Chargée d'études au CERI (Sciences Po Paris), responsable de l'Observatoire des élections en Europe à la Fondation Robert Schuman

Robert Schuman Fondation

Fondation Robert Schuman

Les Slovaques sont appelés aux urnes le 4 avril prochain pour départager les 2 candidats arrivés en tête du 1er tour de l'élection présidentielle le 21 mars dernier : le Chef de l'Etat sortant, Ivan Gasparovic, soutenu par deux des trois partis gouvernementaux - Direction-Démocratie sociale (SMER-SD) et le Parti national (SNS) -, qui a recueilli 46,71% des suffrages et la candidate de l'opposition de l'Union démocratique et chrétienne (SDKU), Iveta Radicova, qui a obtenu 38,05% des voix. A une semaine du vote, les deux candidats sont au coude à coude et les observateurs politiques ne parviennent pas à les départager.

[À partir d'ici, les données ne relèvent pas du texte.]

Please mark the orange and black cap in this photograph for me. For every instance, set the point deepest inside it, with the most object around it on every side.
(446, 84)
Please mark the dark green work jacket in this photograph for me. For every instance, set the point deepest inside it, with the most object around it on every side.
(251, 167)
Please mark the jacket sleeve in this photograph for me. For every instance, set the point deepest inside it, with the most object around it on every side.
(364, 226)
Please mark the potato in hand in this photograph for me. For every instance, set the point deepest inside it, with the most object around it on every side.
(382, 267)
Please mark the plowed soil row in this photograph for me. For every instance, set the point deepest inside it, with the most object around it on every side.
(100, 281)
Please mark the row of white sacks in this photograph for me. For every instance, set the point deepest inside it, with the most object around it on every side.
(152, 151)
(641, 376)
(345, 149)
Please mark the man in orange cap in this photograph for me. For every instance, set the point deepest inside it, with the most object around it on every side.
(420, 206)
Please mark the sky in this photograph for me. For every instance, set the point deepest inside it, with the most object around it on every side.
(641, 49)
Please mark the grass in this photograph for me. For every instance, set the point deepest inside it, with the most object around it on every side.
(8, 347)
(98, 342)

La participation a été faible lors du 1er tour, s'élevant à 43,63% (- 4,31 points par rapport au 1er tour de l'élection présidentielle du 3 avril 2004). Les fondateurs de l'association Moja Prezidentka Iveta Radicova (Ma Présidente Iveta Radicova) ont donc appelé les Slovaques à remplir leur devoir civique lors du 2e tour le 4 avril. "Nous sommes affligés que beaucoup des candidats malheureux du 1er tour soutiennent l'apathie des électeurs et appellent les Slovaques à ne pas voter. Ces candidats doivent avoir oublié l'importance du vote dans l'histoire" a souligné l'écrivain Michal Hvorecky, fondateur de l'association.

Les 2 candidats se sont retrouvés sur les plateaux de télévision le 29 mars pour un débat. Le Président sortant a accusé Iveta Radicova d'être soutenue par le Parti de la coalition hongroise (SMK), dont les membres, a-t-il dit, réclament l'autonomie pour les Hongrois vivant en Slovaquie. Ivan Gasparovic a rappelé que le parti était opposé à l'établissement de la Slovaquie en 1993. "Le Parti de la coalition hongroise a été membre de la coalition gouvernementale pendant 8 ans, aucun de ses responsables n'a jamais parlé d'autonomie" a répondu la candidate du SDKU. Le Chef de l'Etat sortant lui a ensuite reproché d'être la candidate des people, se qualifiant lui-même comme le "candidat des citoyens".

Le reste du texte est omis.